I’ve had the privilege to be asked to review MSNBC host Chris Matthew’s newest book, “Tip and the Gipper: When Politics Worked.” The relationship between O’Neill and Reagan has been fiercely debated by commentators on both sides, but rarely with much merit, and to settle the argument once and for all, Matthews stepped in.
The book takes the reader through the many highs and lows of the 1980s political arena, from the attempted Reagan assassination to the Iran-Contra affair. First and foremost, the structure of his book is very well thought out. Matthews does a great job of blending his own personal experiences with researched material coming from a vast assortment of credible sources. Matthews begins to explain his journey as a young man fresh out of the Peace Corps and rather quickly makes his way up the ladder to eventually become House Speaker Tip O’Neills top aid. To get to this milestone, Matthews explains that he often looked for employment by Irish-Catholic Democrats in congress just to get his foot in the door. His strategy eventually paid off, but the only paid position he was able to get was one of a Capitol Hill police officer at night, as he worked free in a congressional office during the day.
He then goes on to explain the complicated relationship between his boss Tip O’Neill and President Reagan for the remainder of the book. Matthews acknowledges that this bond between the two was not perfect and in no way attempts to sugar coat the details.

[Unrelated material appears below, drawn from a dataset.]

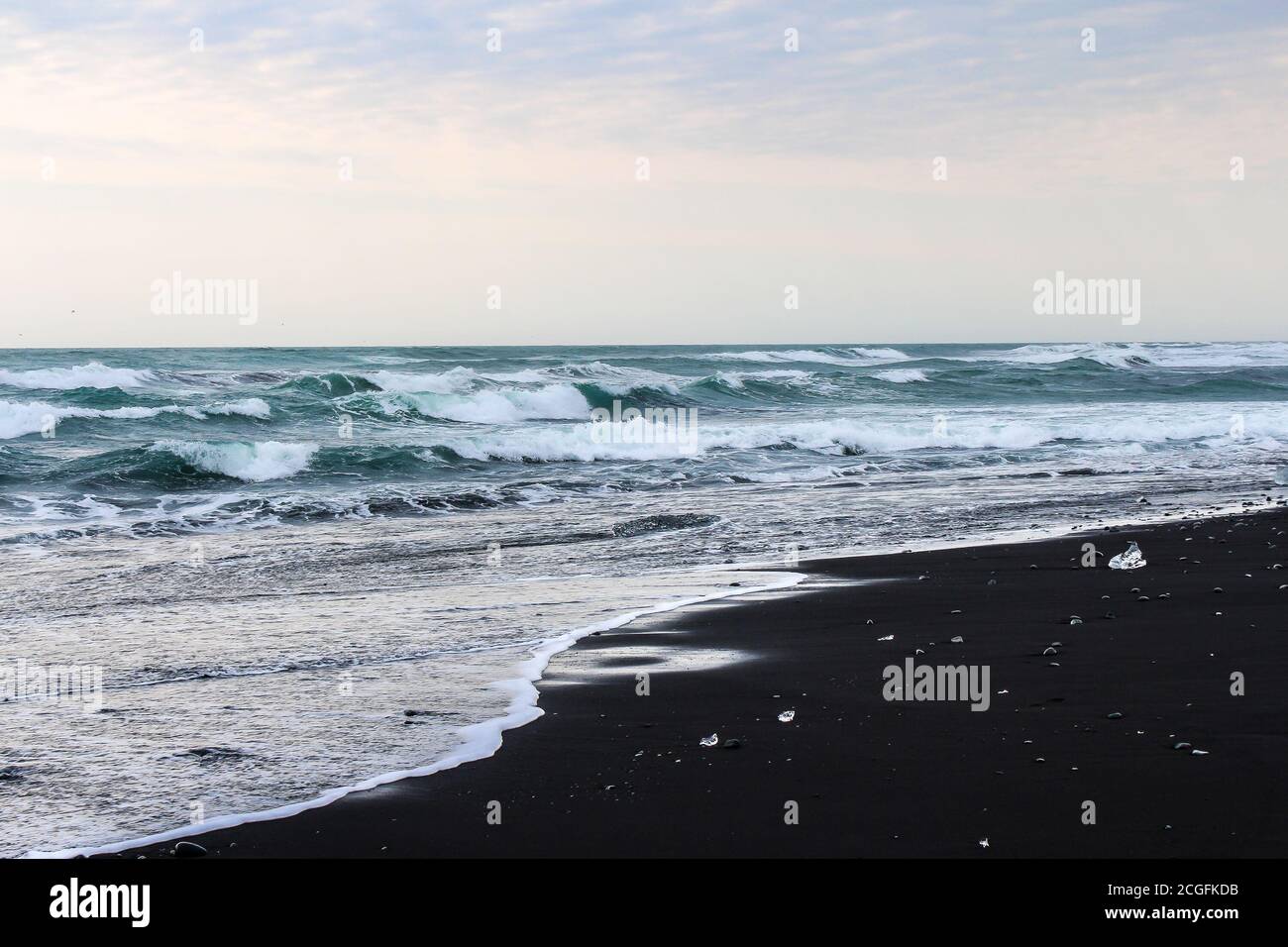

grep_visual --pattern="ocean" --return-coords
[0,343,1288,856]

He provides an example of this when he cites the two men’s initial encounter of each other when O’Neill tells Reagan “You’re in the big leagues now,” a clear jab at Reagan’s non-existent federal government experience.
Matthews brings information from O’Neill’s and Reagan’s memoirs to support the fact that even during their most fierce battles, they were “always friends after six o’clock and on weekends.” One stand out example he points out is when Speaker O’Neill lead a delegation to Moscow to hand deliver Gorbachev a letter from President Reagan. Reagan could have easily sent a member of his cabinet to Moscow to deliver the letter, but instead reached across the aisle and opted to send O’Neill. He uses this, along with many other examples, to support his general argument.
Matthews presents the book in a kind of “actions speak louder than words” way, which can leave some readers unsure of what to make of O’Neill and Reagan’s relationship. But to a reader who has enough sense can put all of the pieces together and realize that the relationship was very far from perfect, but still much more effective and functional than what the country has today. The reader must realize that no relationship is perfect, but in order for one to prevail, it must function.
You have to look at the book as an argumentative piece, because subtlety throughout the book, it becomes clearer that the motivation behind it all is to provide the reader with factual examples of a time in America “when politics worked.” The book itself is an artful critique of the modern political system that the country is plagued with today, and is Matthews’s symbolic way of showing the great discontent this country has for its leaders.
The facts and examples used throughout the book are done well, but the thing I most admire about the book is the approach taken, which is a factual story with a latent argument beneath all of the surface content. One prime example of this was simply its release – October 1, 2013 – the same day that marked the beginning to the government shut down. The country needed a reminder of what a functional federal government should look like and thankfully Matthews presented it the way it should be, in a professional and practical manner.